Rabat et ses alliés préparent avril 2008

Le Maroc est-il vraiment acculé à la veille du quatrième round des négociations qu’il devra effectuer avec le Front Polisario, à partir de dimanche prochain à Manhasset, sur le sol américain ?

Aujourd’hui, la question mérite d’être posée parce que le royaume chérifien a essayé différents procédés pour conduire la communauté internationale à avaliser son fait accompli au Sahara occidental, mais sans y parvenir. Cela, après avoir renié ses engagements internationaux, alors qu’il se place comme la force occupante d’un «territoire non autonome» dont le sort ne saurait être tranché en dehors des Nations unies ni du respect du droit du peuple sahraoui à disposer de lui-même. Pourtant, jamais le Maroc n’aurait pu transgresser aussi impunément la légalité internationale, réprimer la population sahraouie des zones occupées, interdire l’accès de ces mêmes zones aux observateurs et journalistes indépendants ni mener ses campagnes de dénigrement et de désinformation, sans les conseils et le soutien actif de grandes puissances et d’éléments activant au sein de l’ONU ou travaillant pour le compte de l’organisation. On saisit peut-être mieux le sens des batailles que Rabat a engagées, toutes ces années, autour du corps électoral, d’abord pour imposer des tribus marocaines contestées par le Front Polisario et ensuite pour cautionner l’installation définitive des colons marocains dans les territoires sahraouis occupés, avec la finalité de (re)peupler l’ancienne colonie espagnole.

Grisées par ces concessions arrachées à la partie sahraouie, grâce notamment au maintien du cessez-le-feu et confortées par la complicité de membres influents du Conseil de sécurité et du secrétariat général de l’ONU, les autorités marocaines ont fini par se trahir et revenir à leurs thèses expansionnistes. Elles ont en effet rejeté le Plan de paix pour un référendum d’autodétermination du peuple du Sahara occidental, adopté en 2003 à l’unanimité par le Conseil de sécurité, alors que celui-ci leur était très favorable – l’ancien secrétaire d’Etat américain, James Baker, qui en est le concepteur, l’a lui-même reconnu. Ce plan, connu sous le nom de Plan Baker, introduit, pour la première fois, la notion de «troisième voie» pour le règlement définitif du conflit maroco-sahraoui, suivant les nouvelles orientations données à la fin des années 1990 par les responsables onusiens, dont l’ancien secrétaire général, Kofi Annan. Concrètement, ce plan porte sur deux étapes : une phase d’autonomie de quatre ans de l’ex-colonie espagnole, gouvernée par une autorité sahraouie (essentiellement des membres du Front Polisario) sous la souveraineté relative du royaume marocain, suivie par l’étape du référendum d’autodétermination, où une partie des Marocains, établis au Sahara occidental de 1975 à 1999, est habilitée à participer au scrutin, aux côtés des populations sahraouies, et donc à choisir avec ces dernières l’indépendance du Sahara occidental ou son intégration au Maroc. Deux options adoptées, pour rappel, à l’unanimité par le Conseil de sécurité avec l’accord des deux parties en conflit, le Front Polisario et le Maroc.

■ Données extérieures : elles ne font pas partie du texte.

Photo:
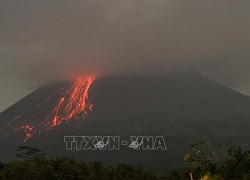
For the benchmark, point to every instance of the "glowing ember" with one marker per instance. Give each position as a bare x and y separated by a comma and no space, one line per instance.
71,104
28,130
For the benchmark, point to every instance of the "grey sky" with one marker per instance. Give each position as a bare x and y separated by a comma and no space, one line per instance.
46,40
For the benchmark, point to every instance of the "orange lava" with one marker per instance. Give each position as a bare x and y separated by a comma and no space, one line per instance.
72,103
28,130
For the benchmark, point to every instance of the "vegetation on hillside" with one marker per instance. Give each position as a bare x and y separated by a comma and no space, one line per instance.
202,163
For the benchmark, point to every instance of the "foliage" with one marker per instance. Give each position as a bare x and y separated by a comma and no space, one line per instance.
202,160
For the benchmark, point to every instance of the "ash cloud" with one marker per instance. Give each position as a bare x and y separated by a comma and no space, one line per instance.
44,40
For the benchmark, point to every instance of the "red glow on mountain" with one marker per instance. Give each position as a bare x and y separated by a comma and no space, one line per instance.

L’autonomie, en réalité une forme d’intégration au royaume chérifien, devait constituer seulement une des étapes du processus de décolonisation qui doit conduire à l’organisation du référendum. Mais, voilà qu’elle est saisie comme une opportunité irremplaçable, par le Maroc et ses principaux alliés, lesquels veulent la faire passer à présent pour une «troisième voie». Or, si celle-ci donne le droit à la personne votante de choisir entre plusieurs options, dont l’indépendance du territoire sahraoui, l’autonomie a pour but final d’enterrer une bonne fois pour toute le choix d’indépendance et, par voie de conséquence, le caractère colonial du dossier du Sahara occidental. C’est à ce niveau que se situe l’enjeu des batailles actuelles et du 4e round des négociations maroco-sahraouies, qui a été reporté au 16 mars à la demande du Maroc.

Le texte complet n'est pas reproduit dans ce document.